O plano, felizmente, gorou-se; mas queimar Paris parece ser uma tentação e uma catástrofe histórica recorrentes. Em 1792, os jacobinos deitaram fogo às Tulherias; em 1871, a Comuna fez o mesmo ao Hôtel de Ville (a Câmara Municipal). Durante as duas Guerras Mundiais, os bombardeamentos massacraram a cidade; e no maio de 1968, o radicalismo estudantil varreu parte de Paris com uma “intifada” de pedras, barricadas, montras partidas e automóveis incendiados. Desde há 18 semanas consecutivas – e sem sinais de futuro abrandamento – os sábados à tarde nos Campos Elísios oferecem a pouco saudável “diversão” das manifestações dos “coletes amarelos”.
No passado fim de semana, foram cerca de 10 mil manifestantes, entre os quais o Ministério do Interior estima que tenha havido infiltração de mais de um milhar de extremistas ultraviolentos. Politizada ou inorgânica, com cabecilhas ou espontaneidade, a marcha saldou-se por 11 feridos, uma centena de detidos e uma dezena de lojas ou quiosques vandalizados e incendiados – com realce para o aristocrático restaurante Fouquet’s, pilhado por populares aos gritos de “morte aos ricos”. Emmanuel Macron andou a peregrinar por França, tentando dialogar com os concidadãos, descendo ao povo que o elegeu Presidente. Mas o “peuple français” deu em não gostar do aprumo milionário presidencial e da sua alegada política para ricos. Resultado: as marchas dos “coletes amarelos” já são “ataques à República” e o governo acaba de aprovar uma lei “anti-casseur”, ou seja, contra os desordeiros que partem tudo o que encontram pela frente.
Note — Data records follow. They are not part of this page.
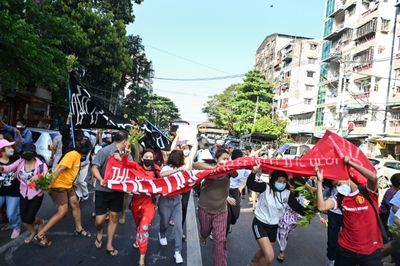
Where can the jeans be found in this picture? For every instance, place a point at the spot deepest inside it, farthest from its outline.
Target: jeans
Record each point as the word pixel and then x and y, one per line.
pixel 13 216
pixel 170 208
pixel 334 224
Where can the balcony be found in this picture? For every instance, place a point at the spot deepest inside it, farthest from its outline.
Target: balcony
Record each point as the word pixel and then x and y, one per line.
pixel 339 9
pixel 334 55
pixel 339 30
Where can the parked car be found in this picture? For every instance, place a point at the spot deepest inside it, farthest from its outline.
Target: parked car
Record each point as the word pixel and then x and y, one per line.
pixel 293 150
pixel 43 139
pixel 385 168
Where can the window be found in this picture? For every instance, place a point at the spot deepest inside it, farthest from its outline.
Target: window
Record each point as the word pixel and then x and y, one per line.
pixel 385 25
pixel 309 87
pixel 312 60
pixel 313 46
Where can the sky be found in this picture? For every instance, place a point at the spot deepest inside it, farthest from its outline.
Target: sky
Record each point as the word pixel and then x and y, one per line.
pixel 213 38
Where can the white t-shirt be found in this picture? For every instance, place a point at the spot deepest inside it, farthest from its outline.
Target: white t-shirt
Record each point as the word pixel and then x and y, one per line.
pixel 269 208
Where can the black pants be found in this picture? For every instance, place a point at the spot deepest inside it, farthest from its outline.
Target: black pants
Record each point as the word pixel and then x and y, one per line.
pixel 233 211
pixel 347 258
pixel 185 202
pixel 334 224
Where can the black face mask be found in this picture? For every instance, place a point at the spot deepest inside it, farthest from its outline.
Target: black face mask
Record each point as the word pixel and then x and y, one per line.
pixel 28 156
pixel 148 162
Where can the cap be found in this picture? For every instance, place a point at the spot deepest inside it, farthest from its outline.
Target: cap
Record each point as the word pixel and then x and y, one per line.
pixel 5 143
pixel 204 155
pixel 29 147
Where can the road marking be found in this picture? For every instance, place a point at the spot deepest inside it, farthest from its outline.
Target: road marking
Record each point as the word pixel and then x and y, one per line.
pixel 192 236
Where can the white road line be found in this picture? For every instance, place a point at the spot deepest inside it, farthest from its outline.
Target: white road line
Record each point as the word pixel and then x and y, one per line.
pixel 192 236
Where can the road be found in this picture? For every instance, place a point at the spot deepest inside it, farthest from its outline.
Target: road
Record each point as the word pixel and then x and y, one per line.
pixel 306 245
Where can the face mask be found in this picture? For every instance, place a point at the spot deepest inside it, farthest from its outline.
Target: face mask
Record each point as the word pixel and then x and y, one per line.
pixel 10 152
pixel 148 162
pixel 280 186
pixel 28 156
pixel 344 189
pixel 186 152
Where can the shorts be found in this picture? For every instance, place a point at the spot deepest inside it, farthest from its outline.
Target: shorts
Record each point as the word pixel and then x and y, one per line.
pixel 28 208
pixel 108 201
pixel 61 196
pixel 261 230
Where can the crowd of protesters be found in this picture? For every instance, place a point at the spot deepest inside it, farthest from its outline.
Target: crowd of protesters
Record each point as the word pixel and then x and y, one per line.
pixel 352 209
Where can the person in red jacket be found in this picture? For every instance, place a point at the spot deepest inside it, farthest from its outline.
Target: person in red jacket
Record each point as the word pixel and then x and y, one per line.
pixel 360 240
pixel 142 206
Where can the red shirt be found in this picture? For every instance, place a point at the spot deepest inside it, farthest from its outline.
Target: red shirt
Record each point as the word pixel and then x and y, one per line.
pixel 360 231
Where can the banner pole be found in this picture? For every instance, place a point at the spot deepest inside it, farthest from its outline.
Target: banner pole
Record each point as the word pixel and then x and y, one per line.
pixel 71 122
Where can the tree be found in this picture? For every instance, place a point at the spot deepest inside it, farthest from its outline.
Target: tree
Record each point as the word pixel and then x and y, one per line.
pixel 234 109
pixel 161 110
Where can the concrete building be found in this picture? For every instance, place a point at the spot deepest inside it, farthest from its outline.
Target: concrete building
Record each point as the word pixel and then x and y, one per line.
pixel 355 67
pixel 291 63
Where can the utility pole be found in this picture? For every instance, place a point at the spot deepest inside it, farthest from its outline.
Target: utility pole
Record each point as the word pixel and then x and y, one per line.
pixel 255 115
pixel 391 66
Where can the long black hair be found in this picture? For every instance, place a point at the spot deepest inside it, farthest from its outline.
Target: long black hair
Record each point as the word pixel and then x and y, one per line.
pixel 153 167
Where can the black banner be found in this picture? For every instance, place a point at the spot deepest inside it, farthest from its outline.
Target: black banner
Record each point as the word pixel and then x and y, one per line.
pixel 155 138
pixel 88 114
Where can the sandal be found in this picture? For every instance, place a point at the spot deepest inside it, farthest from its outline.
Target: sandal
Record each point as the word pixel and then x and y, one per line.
pixel 98 243
pixel 83 233
pixel 112 252
pixel 42 241
pixel 29 239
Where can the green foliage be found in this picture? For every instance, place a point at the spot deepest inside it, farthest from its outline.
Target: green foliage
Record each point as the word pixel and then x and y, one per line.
pixel 234 108
pixel 161 110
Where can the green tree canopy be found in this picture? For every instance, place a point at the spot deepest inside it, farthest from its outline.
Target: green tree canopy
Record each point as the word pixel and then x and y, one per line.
pixel 235 107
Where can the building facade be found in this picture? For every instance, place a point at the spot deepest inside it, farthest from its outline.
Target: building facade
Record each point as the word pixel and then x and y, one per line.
pixel 355 69
pixel 291 64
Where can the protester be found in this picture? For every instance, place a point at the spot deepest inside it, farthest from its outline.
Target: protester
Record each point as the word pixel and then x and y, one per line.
pixel 142 206
pixel 335 221
pixel 356 246
pixel 63 193
pixel 20 133
pixel 236 185
pixel 27 170
pixel 272 202
pixel 212 210
pixel 56 151
pixel 107 200
pixel 9 188
pixel 171 207
pixel 384 209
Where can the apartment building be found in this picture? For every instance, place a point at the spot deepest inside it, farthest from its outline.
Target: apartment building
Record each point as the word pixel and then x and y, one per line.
pixel 291 64
pixel 355 67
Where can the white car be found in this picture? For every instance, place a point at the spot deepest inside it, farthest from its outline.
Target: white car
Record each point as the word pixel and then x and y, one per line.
pixel 294 150
pixel 385 168
pixel 43 139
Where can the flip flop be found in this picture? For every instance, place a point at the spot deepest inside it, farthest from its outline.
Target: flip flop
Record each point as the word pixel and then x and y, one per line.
pixel 112 252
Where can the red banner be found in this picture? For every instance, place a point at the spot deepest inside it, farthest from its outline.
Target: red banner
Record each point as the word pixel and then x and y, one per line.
pixel 328 154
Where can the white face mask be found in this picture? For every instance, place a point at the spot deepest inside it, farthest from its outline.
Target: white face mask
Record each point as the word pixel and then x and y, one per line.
pixel 344 189
pixel 186 152
pixel 9 152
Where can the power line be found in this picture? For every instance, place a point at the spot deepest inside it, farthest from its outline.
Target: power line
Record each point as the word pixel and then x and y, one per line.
pixel 201 79
pixel 187 59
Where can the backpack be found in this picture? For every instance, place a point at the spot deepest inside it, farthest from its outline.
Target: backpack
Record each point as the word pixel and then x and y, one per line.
pixel 364 192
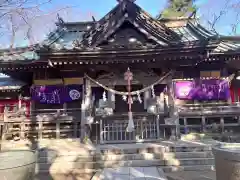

Cada país tem os seus problemas e os seus protestantes. Há-os em Paris e em Bruxelas, em Londres e em Madrid, e por toda a Europa se sente, com maior ou menor expressão, um descontentamento surdo e larvar, com crescentes sinais de justicialismo e de militância antissistema. As democracias gemem sob uma crescente tenaz que a testa e a exaure, e cujas extremidades são ocupadas tanto pela extrema-esquerda como pela extrema-direita. A primeira expressa uma espécie de “internacional” dos excluídos do progresso, aflitos pela diminuição do nível de vida, pelo desemprego, pelos salários congelados, pelos impostos e pela inflação. A segunda, que também cavalga estas bandeiras, soma a isto um discurso de autodefesa, que é de ódio contra o “outro”, o estrangeiro, o migrante, o que vem para partilhar o que a democracia e a liberdade ainda oferecem a quem tem a bênção de viver nelas.
Fora da Europa, há protestos no Brasil, onde a esquerda ressente Bolsonaro, ou na Venezuela, onde quem não é de esquerda já não quer Maduro. Nos EUA, os discursos dos muros e os “hate speeches” das redes sociais fomentam supremacistas brancos, do género do atirador solitário e louco que perpetrou, há dias, o atentado islamofóbico na Nova Zelândia, um dos lugares mais pacíficos do mundo. Por todo o globo, os tempos são de incerteza e os radicalismos espreitam oportunidade para golpearem democracias cansadas. No velho continente, haverá eleições europeias em maio. Muitos sinais indicam que elas serão, e pelas piores razões, decisivas para o futuro da Europa – e por isso também para Portugal, onde ainda vamos podendo (até quando?) apregoar o milagre de sermos um “oásis” de paz num mundo em “guerra”.